Isn't Brett Favre the existing face and butt of Wrangler? Did I hallucinate the past several NFL seasons and their attendant commercials? (God, if you are a Raiders fan, please say yes.)
Oh Jon Gosselin. Christian Audigier associated himself with the Rock of Love contestants, but offers you no clothing line? What does this say about you? Is this maybe a clarion call for some serious soul-searching?
(Apologies for alliteration. Whoops, did it again. Honestly-- unintentional.)
As a lifelong Mainer, my heart warms every time L.L. Bean is mentioned outside of my home state. It gives my blueberry-picking, lobster-cracking, potato-farming soul a pick-me-up. I mean, the store is hilariously over-priced and over-run with people, but it is near and dear to me all the same. Huzzah for Maine!
@ProjectZoe: LL Bean jeans on sale are a sweet sweet thing. Every summer, my gfs are all "we have to go shopping for khakis and jeans" and I'm like "no I don't" and they say "again?" and I nod smugly, saved once again by the Bean catalogue from the torture of stores in the summer.
@ProjectZoe: My parents live in Massachusetts and every time I visit, I make them drive me two hours north to Freeport. Love LL Bean! I bought a winter coat from the store and brought it to DC for the inauguration. I stayed toasty all day from 6am on, even in 20-degree weather. Their cold-weather gear rocks.
@badmutha: They feel like housecats, too. I found an ocelot coat at a garage sale once. I touched it and my stomach turned. I'd rather have fur on live, purring, shedding kitties.
@so5minutesago: Perhaps not, but then te blogger didn't exactly accept the forgiveness, and apparently has an ax to grind. So the legal wrangling continues.

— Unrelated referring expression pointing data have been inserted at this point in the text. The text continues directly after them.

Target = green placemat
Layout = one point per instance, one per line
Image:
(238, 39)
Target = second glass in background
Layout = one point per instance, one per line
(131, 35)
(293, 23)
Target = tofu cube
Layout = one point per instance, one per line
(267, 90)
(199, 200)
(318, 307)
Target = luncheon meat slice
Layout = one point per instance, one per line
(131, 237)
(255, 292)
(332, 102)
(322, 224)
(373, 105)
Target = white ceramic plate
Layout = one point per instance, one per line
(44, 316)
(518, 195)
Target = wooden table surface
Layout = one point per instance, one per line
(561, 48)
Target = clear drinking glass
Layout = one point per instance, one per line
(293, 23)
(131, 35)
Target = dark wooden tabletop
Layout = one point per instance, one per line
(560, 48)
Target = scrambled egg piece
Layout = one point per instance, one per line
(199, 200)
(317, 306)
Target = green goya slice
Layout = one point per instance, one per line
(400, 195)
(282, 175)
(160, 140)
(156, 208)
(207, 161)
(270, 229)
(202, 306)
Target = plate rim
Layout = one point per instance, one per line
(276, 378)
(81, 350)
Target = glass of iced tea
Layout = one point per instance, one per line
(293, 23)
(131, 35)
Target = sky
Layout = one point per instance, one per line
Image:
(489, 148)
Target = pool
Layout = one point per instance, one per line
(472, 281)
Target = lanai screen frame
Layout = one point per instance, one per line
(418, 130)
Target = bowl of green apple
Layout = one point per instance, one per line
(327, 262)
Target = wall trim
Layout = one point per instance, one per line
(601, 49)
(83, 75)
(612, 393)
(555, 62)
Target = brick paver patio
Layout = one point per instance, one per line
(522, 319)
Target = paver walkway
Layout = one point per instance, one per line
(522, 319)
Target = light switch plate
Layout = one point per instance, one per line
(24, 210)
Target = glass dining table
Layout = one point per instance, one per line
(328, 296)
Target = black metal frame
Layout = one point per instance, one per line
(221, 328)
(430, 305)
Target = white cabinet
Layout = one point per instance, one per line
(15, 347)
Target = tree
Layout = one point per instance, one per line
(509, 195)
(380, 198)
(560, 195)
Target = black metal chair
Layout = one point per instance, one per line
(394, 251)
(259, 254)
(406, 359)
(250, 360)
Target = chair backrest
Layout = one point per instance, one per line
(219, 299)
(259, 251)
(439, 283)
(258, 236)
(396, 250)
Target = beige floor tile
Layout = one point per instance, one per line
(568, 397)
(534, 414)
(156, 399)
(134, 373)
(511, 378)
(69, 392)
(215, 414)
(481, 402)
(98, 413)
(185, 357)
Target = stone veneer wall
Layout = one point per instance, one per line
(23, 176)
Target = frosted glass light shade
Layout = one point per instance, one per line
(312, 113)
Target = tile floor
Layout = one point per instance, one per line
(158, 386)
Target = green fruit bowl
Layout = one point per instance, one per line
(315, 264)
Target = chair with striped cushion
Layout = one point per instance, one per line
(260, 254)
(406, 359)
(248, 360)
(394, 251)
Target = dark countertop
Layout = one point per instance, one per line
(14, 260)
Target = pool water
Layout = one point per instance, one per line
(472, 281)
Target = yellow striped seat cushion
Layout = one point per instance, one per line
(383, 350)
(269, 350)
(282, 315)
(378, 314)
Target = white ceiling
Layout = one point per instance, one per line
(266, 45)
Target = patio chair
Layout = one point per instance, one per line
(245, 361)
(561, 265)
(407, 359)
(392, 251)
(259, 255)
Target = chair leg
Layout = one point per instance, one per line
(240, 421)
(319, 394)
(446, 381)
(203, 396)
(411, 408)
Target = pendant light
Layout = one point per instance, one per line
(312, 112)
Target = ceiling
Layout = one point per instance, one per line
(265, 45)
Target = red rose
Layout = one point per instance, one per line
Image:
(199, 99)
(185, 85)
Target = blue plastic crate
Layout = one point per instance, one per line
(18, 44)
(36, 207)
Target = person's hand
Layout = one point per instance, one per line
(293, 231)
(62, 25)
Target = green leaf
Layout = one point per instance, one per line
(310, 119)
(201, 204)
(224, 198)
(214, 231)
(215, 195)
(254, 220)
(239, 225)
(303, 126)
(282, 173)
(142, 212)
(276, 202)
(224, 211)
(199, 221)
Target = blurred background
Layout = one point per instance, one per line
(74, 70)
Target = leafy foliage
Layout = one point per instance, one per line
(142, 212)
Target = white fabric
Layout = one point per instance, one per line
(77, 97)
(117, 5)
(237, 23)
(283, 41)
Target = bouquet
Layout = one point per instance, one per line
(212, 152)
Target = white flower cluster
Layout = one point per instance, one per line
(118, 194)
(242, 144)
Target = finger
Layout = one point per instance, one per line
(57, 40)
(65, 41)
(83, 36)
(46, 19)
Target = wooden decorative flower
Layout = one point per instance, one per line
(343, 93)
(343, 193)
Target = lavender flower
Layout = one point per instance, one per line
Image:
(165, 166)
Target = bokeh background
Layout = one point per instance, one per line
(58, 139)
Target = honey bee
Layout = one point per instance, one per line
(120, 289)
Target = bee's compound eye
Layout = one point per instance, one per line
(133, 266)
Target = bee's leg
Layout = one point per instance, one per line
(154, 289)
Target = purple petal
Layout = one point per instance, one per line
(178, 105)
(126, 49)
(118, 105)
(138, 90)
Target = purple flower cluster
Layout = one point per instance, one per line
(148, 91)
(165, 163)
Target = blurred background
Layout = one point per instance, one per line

I'm upset about the Jon Gosselin + Christian Audigier line not coming to fruition. I had a lot of jokes ready. Some were so good, I put them on flash cards. Oh well, I guess I'll have to wait until Jon embarrasses himself with something else. At least I won't have to wait too long.
@BabyJane: No doubt -- no point in having a spokesman who can't display the goods on his popular show. That may explain Jon's attempts to get out of his contract with TLC.